MTTA (Mean Time To Acknowledge)
Mean time to acknowledge is the measure of how long it takes to acknowledge an incident. This time shows the efficiency and responsiveness of the responders and gives confidence to the customers that an enterprise is aware that the services are down and they are working on it. As soon as the first acknowledgment is done, the status update must be updated as well – such as status pages, email alerts, pager notifications, etc.
At a high level, MTTA is calculated by dividing the total time it has taken to acknowledge all incidents by the number of total incidents over the sampling period.
MTTI (Mean Time To Innocence)
Mean Time to Innocence is a metric that is used to prove that someone is not guilty or associated with an incident. When an incident happens it has become a common practice to invite everyone that is deemed remotely associated with the incident to the incident collaboration channel. This results in a lot of wasted time and resources. Most times it becomes difficult to identify the root cause or solve the incident efficiently because there are “too many cooks in the kitchen,” each offering different advice, knowledge, and wisdom that is neither useful nor relevant.
Many organizations also are measuring mean time to innocence (MTTI) thereby letting the teams/personnel who are not directly responsible or cannot offer help in solving the incident leave the incident collaboration channel. This allows the innocent parties to continue to be productive in their regular job rather than waste time figuring out how to resolve the unplanned downtime that is unrelated to them, and about which they have no knowledge.

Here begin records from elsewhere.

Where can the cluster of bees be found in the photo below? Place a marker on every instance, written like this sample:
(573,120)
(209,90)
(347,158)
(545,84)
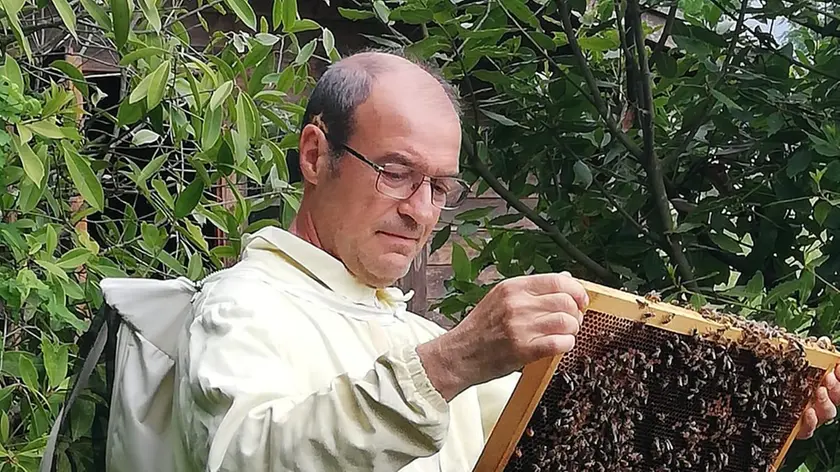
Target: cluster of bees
(633,397)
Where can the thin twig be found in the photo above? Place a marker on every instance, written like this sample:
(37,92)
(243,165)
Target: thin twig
(707,107)
(666,30)
(595,94)
(551,230)
(651,161)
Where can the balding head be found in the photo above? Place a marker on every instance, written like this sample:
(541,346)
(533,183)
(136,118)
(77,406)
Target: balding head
(387,111)
(349,82)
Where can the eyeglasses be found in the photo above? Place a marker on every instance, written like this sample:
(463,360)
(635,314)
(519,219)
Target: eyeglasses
(401,182)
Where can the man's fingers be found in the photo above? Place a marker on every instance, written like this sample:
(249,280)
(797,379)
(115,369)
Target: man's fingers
(823,406)
(809,424)
(558,303)
(555,323)
(544,284)
(833,386)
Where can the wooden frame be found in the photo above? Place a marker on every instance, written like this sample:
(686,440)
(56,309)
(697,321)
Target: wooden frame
(537,375)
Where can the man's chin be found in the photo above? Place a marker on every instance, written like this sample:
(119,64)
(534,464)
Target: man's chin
(393,266)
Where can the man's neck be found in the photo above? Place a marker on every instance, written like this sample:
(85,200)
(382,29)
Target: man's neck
(303,227)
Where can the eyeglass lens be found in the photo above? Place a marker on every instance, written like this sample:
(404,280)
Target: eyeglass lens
(399,181)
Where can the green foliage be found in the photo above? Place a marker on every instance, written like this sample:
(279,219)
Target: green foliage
(128,185)
(706,169)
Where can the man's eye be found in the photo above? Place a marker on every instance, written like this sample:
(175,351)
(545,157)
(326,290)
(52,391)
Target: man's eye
(396,175)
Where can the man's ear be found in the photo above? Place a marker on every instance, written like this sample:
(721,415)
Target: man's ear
(314,153)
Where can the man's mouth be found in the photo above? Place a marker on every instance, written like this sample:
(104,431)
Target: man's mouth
(405,237)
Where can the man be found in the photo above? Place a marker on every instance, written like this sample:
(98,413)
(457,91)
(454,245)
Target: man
(302,358)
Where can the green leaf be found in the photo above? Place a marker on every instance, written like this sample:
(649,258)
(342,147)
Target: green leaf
(521,11)
(68,17)
(28,373)
(163,192)
(782,290)
(306,52)
(798,162)
(220,95)
(686,227)
(73,73)
(243,10)
(304,25)
(4,427)
(98,14)
(129,113)
(157,85)
(329,41)
(142,54)
(755,286)
(289,14)
(144,136)
(266,39)
(277,14)
(504,220)
(53,269)
(30,194)
(55,361)
(824,147)
(474,214)
(211,128)
(382,11)
(461,263)
(726,242)
(47,129)
(821,211)
(352,14)
(186,201)
(13,73)
(195,267)
(74,258)
(732,106)
(121,17)
(501,119)
(32,164)
(149,9)
(14,21)
(83,178)
(440,238)
(598,43)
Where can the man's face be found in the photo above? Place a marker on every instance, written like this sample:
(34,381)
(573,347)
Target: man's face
(405,120)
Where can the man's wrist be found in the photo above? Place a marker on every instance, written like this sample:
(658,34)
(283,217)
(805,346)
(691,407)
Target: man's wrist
(440,369)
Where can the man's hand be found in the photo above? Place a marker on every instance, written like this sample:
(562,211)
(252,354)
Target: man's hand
(519,321)
(822,407)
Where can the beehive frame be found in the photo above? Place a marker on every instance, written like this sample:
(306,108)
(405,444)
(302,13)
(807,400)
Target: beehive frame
(536,376)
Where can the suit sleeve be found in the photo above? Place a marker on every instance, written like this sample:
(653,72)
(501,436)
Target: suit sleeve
(249,381)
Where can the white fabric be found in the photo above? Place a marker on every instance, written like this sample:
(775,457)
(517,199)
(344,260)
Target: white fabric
(287,363)
(152,311)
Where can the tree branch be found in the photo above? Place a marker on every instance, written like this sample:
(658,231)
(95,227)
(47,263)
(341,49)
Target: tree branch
(551,230)
(485,173)
(651,162)
(595,94)
(666,31)
(705,111)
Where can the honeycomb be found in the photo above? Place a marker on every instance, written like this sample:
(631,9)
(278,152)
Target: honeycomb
(635,397)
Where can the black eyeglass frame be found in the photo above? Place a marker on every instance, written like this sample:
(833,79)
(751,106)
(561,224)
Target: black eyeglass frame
(379,169)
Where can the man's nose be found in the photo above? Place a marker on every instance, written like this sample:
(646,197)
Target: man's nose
(419,205)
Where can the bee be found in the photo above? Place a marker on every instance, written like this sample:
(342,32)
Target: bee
(653,296)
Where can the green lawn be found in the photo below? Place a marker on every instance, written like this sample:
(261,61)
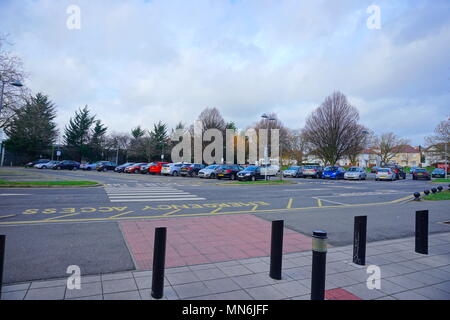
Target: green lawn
(46,183)
(444,195)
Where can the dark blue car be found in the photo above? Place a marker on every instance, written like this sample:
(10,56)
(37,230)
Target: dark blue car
(333,173)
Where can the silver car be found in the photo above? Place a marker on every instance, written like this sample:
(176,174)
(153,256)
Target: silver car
(385,174)
(355,173)
(208,172)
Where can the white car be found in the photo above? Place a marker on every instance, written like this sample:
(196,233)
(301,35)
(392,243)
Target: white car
(355,173)
(385,174)
(271,169)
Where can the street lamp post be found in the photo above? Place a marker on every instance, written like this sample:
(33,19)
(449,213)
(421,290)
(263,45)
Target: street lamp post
(2,91)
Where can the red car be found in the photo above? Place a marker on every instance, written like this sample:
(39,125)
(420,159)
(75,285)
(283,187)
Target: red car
(155,167)
(134,168)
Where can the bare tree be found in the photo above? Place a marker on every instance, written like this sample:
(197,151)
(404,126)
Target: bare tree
(332,130)
(11,69)
(388,145)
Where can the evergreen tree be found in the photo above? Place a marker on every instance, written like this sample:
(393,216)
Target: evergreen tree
(32,130)
(77,134)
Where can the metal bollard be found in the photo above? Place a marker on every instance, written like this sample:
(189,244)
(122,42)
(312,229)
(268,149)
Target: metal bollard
(359,240)
(2,260)
(319,248)
(422,232)
(159,259)
(276,249)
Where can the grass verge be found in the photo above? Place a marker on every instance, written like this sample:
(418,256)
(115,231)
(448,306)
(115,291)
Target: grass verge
(444,195)
(47,183)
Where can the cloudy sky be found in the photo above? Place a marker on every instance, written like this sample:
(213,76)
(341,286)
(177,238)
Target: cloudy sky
(135,62)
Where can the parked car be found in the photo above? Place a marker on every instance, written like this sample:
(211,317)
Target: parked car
(294,172)
(35,162)
(357,173)
(399,172)
(208,172)
(172,169)
(251,173)
(106,165)
(333,173)
(421,174)
(122,167)
(191,169)
(228,171)
(134,168)
(46,165)
(312,171)
(156,167)
(88,166)
(385,174)
(438,173)
(271,169)
(67,165)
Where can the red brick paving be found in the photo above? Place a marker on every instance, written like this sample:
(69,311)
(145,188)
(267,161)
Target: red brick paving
(340,294)
(199,240)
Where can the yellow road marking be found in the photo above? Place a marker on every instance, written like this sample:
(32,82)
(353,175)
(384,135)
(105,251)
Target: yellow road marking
(171,212)
(120,214)
(289,206)
(11,215)
(67,215)
(319,202)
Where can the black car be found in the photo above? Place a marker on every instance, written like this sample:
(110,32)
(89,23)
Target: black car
(251,173)
(122,167)
(33,163)
(228,171)
(106,165)
(191,169)
(68,165)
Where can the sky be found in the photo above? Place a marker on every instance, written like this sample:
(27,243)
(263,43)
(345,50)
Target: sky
(136,62)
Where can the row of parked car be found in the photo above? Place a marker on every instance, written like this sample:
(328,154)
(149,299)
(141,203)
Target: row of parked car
(238,172)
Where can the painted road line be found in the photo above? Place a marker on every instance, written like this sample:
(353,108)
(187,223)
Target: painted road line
(120,214)
(151,200)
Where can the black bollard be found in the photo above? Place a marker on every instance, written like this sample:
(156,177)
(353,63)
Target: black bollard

However, care should be taken while measuring this metric and having the team participate in this practice. Oftentimes, the teams involved will start to blame each other in order to prove their innocence. Either the guilty party becomes defensive or totally denies their responsibility. By trying to shift blame to others, the need for a collaborative mindset and keeping customers and solving unplanned outage focus can get lost while the blame game happens.
MTTR (Mean Time To Resolution)
Mean time to resolve is the average time it takes to resolve an incident. The resolution is defined as the combination of identification of the incident, identification of the root cause, and fixing the incident. In other words, the time it takes to bring the service back to the mode of its normal operation. Resolving the current incident doesn’t guarantee such events won’t happen in the future.